Pensions: what is article 47.1, which the executive could use to push through its reform?


Ten. This is the number of times that Prime Minister Élisabeth Borne has triggered Article 49.3 of the Constitution since June 2022, in order to have the 2023 finance bill adopted without going through the votes of the deputies of the National Assembly. This “constitutional weapon” could again be used to pass the highly contested pension reform bill, against which the inter-union is mobilizing on Thursday. But beyond 49.3, the executive could use another much lesser-known article of the Constitution: 47.1.

Cut short the debates in the Assembly

Never used under the Fifth Republic, article 47.1 can only be used in the context of “social security financing bills”, can we read in the Constitution. The pension reform ticks this box, because the government has decided to integrate it into the bill for the amending financing of Social Security (PLFRSS).

Concretely, 47.1 would allow the government to speed up the procedure for examining the text by the National Assembly to pass it to the Senate. “If the National Assembly has not decided on the first reading within twenty days after the filing of a bill, the Government seizes the Senate which must rule within fifteen days”, is it written in the Constitution. In total, Parliament has 50 days to decide, otherwise “the provisions of the draft can be implemented by ordinance”.

In fact, this would allow the government to play on time and cut short the debates in the National Assembly, when they already promise to be agitated. Therefore, it would be up to the senators to vote on the text, themselves within a given time (15 days as the Constitution emphasizes).

Getting senators to vote on the text, an advantage for the executive?

A significant advantage for the executive because the Senate, mainly composed of elected Republicans, seems to be in favor of postponing the legal retirement age to 64 years.

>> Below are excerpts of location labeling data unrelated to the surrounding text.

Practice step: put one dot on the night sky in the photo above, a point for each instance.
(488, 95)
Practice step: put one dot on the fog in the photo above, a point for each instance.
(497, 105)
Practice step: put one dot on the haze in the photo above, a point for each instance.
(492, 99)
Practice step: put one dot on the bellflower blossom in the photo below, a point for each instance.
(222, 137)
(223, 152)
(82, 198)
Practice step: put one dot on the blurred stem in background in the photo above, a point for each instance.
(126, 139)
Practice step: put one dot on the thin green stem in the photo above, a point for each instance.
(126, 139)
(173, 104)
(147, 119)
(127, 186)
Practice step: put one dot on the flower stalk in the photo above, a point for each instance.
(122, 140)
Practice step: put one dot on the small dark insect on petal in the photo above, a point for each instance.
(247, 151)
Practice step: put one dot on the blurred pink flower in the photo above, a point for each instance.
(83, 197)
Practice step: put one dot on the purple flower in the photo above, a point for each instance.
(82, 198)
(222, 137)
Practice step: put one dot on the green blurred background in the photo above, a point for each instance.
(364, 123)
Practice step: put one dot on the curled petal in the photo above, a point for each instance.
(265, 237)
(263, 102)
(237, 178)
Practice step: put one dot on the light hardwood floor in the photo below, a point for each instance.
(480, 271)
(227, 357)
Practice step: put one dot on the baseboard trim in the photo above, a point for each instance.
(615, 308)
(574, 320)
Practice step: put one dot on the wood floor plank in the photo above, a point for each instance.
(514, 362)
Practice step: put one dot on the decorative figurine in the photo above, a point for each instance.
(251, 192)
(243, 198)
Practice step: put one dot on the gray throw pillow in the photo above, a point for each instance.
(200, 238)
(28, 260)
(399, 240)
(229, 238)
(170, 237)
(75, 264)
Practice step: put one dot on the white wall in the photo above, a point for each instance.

During his wishes to the senators, the president LR of the Senate, Gérard Larcher, did not hide that he considered the pension reform “necessary”, even if it “[suscitera] social mobilizations and passionate debates”. Before adding that the envisaged reform is “not very far from what has been proposed with consistency and in a spirit of dialogue by the senatorial majority for four years”.

And if the Senate fails to agree, Article 47.1 allows the government to ask Parliament to pass the text by ordinance. But nothing is yet decided because, beyond the Senate, the Constitutional Council could reject the bill, to avoid any “misuse of procedure”, as the president of the institution, Laurent Fabius, pointed out before journalists on January 13. “We do not want any abuse of procedure. We will refer to the sincerity of the parliamentary debate,” he said, as reported The chained Duck. “If a text arrives in the Senate without a prior vote of the Assembly, it is embarrassing.”

If the executive still decides to use 47.1, the countdown could be launched as early as January 30, the day when the deputies will begin to examine the text on the pension reform in committee. As for the debates in the National Assembly, which already promise to be stormy, they will begin on February 6th.